Интересные собеседники были у внука Елизаветы Алексеевны и среди ее крепостных крестьян. Часто бывал он у «мамушки» (так Михаил Юрьевич ласково называл свою кормилицу, Лукерью Шубенину), отдыхал в ее доме душой и сердцем. «Он ее страсть как почитал, словно мать родную, – вспоминала ее правнучка. – Зайдет, поздоровается, ребятишкам раздаст гостинцы, а ей иль материи на сарафан, а то даст бумажку (деньги), ...а прощаясь говорит: «Жив буду, мамушка, всех вас награжу». Не мог не зайти и этой заснеженной зимой 1836 года.
Зять Лукерьи Алексеевны участвовал в Отечественной войне 1812 года, как и еще несколько крепостных Елизаветы Алексеевны, отслуживших полный срок по рекрутскому набору.
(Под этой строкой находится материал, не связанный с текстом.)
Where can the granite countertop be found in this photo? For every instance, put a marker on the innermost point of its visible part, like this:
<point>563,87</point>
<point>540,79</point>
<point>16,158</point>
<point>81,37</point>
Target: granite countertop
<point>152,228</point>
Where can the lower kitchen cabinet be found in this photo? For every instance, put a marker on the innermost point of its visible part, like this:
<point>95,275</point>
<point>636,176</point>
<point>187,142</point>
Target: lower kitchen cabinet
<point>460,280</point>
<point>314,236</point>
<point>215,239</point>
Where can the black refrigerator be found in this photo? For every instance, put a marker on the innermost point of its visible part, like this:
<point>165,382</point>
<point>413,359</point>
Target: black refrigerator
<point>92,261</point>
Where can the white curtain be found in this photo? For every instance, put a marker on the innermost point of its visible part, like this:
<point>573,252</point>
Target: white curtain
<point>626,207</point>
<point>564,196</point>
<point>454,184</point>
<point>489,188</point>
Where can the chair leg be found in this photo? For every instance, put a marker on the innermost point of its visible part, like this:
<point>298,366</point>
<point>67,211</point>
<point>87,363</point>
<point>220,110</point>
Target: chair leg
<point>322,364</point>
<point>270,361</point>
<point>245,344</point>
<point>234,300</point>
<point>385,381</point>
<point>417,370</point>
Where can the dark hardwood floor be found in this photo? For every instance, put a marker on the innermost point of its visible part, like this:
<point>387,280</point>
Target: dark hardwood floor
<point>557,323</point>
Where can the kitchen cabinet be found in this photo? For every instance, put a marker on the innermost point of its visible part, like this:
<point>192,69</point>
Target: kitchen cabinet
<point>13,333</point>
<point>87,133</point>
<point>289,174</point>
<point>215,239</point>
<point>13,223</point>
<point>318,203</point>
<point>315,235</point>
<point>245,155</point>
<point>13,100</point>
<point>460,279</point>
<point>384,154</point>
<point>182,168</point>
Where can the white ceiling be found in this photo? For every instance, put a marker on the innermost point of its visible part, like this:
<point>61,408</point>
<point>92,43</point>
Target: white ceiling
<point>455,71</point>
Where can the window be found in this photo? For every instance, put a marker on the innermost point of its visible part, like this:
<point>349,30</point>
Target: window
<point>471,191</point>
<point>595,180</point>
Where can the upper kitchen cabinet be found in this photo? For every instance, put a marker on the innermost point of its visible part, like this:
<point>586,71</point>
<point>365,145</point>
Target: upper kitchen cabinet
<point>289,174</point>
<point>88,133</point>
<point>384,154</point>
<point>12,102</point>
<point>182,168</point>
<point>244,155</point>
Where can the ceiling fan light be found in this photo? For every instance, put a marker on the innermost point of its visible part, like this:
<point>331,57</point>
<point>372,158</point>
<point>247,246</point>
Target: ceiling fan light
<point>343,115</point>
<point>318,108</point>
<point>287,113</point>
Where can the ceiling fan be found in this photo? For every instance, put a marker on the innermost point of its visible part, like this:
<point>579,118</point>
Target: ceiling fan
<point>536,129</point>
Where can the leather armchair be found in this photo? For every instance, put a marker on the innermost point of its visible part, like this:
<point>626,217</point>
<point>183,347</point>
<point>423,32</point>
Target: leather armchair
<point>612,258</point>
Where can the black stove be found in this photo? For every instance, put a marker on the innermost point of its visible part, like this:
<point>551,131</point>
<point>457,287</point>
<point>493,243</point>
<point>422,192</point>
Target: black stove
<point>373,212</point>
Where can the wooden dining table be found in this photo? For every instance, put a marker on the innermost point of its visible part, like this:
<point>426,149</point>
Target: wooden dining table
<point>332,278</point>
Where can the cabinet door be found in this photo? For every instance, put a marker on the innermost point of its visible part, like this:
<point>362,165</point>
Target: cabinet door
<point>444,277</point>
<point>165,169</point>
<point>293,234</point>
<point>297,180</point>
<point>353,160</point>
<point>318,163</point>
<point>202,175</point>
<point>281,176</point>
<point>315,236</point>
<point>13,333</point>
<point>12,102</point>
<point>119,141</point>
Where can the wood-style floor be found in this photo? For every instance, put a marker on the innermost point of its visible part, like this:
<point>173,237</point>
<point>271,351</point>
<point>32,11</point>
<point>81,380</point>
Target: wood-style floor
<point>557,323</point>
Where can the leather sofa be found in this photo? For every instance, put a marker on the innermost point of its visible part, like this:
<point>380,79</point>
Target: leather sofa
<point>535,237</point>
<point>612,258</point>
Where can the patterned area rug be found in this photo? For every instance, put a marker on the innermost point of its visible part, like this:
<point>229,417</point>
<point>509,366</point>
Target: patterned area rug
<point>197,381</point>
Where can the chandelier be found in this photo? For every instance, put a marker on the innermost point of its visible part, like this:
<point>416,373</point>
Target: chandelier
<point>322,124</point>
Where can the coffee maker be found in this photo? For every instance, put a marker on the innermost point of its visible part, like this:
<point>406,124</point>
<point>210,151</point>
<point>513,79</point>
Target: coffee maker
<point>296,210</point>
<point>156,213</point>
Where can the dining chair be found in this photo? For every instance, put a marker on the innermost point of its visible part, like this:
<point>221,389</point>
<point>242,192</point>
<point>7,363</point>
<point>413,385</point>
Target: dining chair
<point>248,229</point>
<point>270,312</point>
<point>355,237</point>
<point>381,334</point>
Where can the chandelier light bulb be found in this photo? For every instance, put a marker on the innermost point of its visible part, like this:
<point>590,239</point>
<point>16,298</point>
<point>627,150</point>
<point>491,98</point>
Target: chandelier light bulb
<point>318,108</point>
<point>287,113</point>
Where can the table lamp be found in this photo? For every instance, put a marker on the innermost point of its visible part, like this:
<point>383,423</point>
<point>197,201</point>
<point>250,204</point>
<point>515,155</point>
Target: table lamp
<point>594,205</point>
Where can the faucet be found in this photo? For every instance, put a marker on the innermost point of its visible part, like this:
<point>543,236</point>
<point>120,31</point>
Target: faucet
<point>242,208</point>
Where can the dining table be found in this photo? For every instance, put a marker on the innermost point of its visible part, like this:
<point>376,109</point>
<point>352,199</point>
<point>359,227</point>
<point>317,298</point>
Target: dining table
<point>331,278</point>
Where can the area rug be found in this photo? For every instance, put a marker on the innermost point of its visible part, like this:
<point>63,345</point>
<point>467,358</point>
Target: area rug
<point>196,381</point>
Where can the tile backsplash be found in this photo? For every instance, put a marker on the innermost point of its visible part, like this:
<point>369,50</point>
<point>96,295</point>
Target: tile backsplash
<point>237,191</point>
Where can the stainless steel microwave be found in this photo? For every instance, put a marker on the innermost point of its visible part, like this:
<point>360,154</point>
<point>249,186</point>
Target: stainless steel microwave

Разве мог будущий автор «Бородино» не воспользоваться случаем поговорить с ними о знаменитом сражении?
Но заканчивался первый офицерский отпуск, неминуемо приближая время отъезда и новой разлуки с местом, где прошли детские и отроческие годы. Из родного дома уезжал корнет лейб-гвардии Гусарского полка, а через девять месяцев после печальной дуэли Александра Сергеевича Пушкина вся читающая Россия узнает имя нового поэта Лермонтова. Между двумя выстрелам, на Черной речке и у горы Машук, пройдет всего четыре года. И в этот короткий срок Михаил Юрьевич создаст лучшие свои произведения, уникальные по разнообразию, музыкальности, совершенству воплощения и безграничной мощи таланта. Трудно поверить, но произведения, составившие гордость русской и мировой культуры, создавались не в кабинетной тишине, а на постоялых дворах, в кордегардии, после светского раута, в перерыве между боями. Когда посещал «демон поэзии», поэту нужнее всего были хорошие перья и бумага, а об уютном кабинете в родном доме в Тарханах, ему оставалось только вспоминать...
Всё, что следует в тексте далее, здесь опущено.